Does anyone have even one lone Facebook friend — perhaps a super sheltered tween cousin, or a 90-year-old grandparent — who still wholeheartedly believes in Invisible Children's Kony 2012 campaign? The nonprofit's first video, which demanded the capture of dictator Joseph Kony and has been viewed upwards of 86 million times, urged people to purchase action kits which they could use to "plaster" towns with propaganda for an upcoming and rather vague international "Cover the Night" event scheduled for April 20th. Over half a million kits sold out in the days after the first video went live, but that was before the campaign attracted widespread criticism for oversimplifying the cause, falsifying data, and misusing funds, and way before co-founder Jason Russell had a nervous breakdown and ran around his neighborhood buck naked, screaming about the devil. He is still in the hospital, being treated for psychosis and "dehydration." Will the world ever forget the traumatizing video of Russell pounding the San Diego pavement, or Invisible Children's links to antigay creationist organizations, or the angry protests that broke out in Uganda after Kony 2012 public screenings?
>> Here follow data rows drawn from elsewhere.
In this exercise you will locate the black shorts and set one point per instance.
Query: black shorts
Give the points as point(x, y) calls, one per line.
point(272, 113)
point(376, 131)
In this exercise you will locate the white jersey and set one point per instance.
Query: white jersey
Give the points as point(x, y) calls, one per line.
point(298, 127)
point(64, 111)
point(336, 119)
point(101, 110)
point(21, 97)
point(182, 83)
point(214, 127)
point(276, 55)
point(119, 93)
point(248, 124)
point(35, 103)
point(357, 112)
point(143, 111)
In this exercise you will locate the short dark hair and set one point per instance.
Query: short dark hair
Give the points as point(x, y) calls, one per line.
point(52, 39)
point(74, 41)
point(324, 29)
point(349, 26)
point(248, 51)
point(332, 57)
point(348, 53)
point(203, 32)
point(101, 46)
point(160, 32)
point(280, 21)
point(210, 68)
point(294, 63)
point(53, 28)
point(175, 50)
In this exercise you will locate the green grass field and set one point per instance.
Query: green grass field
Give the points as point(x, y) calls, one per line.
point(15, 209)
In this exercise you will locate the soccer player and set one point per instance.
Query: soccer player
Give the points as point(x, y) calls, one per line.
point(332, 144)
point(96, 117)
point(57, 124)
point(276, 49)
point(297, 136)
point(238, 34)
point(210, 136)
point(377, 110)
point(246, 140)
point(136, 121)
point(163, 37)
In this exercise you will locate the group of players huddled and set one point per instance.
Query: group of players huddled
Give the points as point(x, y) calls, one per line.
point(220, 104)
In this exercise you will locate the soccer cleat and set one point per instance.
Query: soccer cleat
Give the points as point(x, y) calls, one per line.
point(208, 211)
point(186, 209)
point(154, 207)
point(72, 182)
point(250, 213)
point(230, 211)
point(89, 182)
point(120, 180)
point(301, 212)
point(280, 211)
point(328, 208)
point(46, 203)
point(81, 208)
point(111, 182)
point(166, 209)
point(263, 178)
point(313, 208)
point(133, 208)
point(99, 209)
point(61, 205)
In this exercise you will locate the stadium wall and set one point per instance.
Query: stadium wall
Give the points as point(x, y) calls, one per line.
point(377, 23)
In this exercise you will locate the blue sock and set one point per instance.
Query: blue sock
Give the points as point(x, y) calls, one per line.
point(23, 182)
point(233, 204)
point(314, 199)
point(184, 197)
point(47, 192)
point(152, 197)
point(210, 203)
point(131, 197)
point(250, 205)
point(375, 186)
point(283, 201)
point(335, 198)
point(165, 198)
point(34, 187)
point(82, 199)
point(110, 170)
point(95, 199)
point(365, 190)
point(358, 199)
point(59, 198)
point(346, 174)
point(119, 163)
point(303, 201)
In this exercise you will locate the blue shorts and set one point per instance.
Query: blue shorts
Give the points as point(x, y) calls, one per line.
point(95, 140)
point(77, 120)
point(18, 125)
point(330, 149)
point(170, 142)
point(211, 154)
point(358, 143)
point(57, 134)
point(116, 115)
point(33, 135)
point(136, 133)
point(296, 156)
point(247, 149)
Still: 86 million views is a formidable figure, and the campaign did turn Joseph Kony into a household name — can it still achieve its stated goal of bring the dictator to justice? Well, the founders certainly think so, which is why Invisible Children is releasing a sequel video tomorrow that they say will "give more details and context than the first." Jedidiah Jenkins, Invisible Children's director of ideology (who, you may recall, requested and then declined a Jezebel interview) told Reuters that the new video is geared toward an international audience "with more details on Kony's Lord's Resistance Army (LRA) and more voices from the Central African Republic and the Democratic Republic of the Congo, where the LRA was currently based." The video will also include an update about what exactly "Cover the Night" will entail. According to the Guardian, Invisible Children's supporters "are expected to volunteer for five hours in their communities on 20 April to counter criticism the group has received over what Jenkins dubbed 'slacktivism' or 'clicktivism'."
Hmm. I mean, that's great in theory, but will this "volunteering" be organized? Will it lead to a citizen's arrest of Kony, who may be crouching in some suburban backyard right at this very moment? It's unlikely, but a general sense of goodwill might be the best — and only — PR strategy Invisible Children can resort to at this point.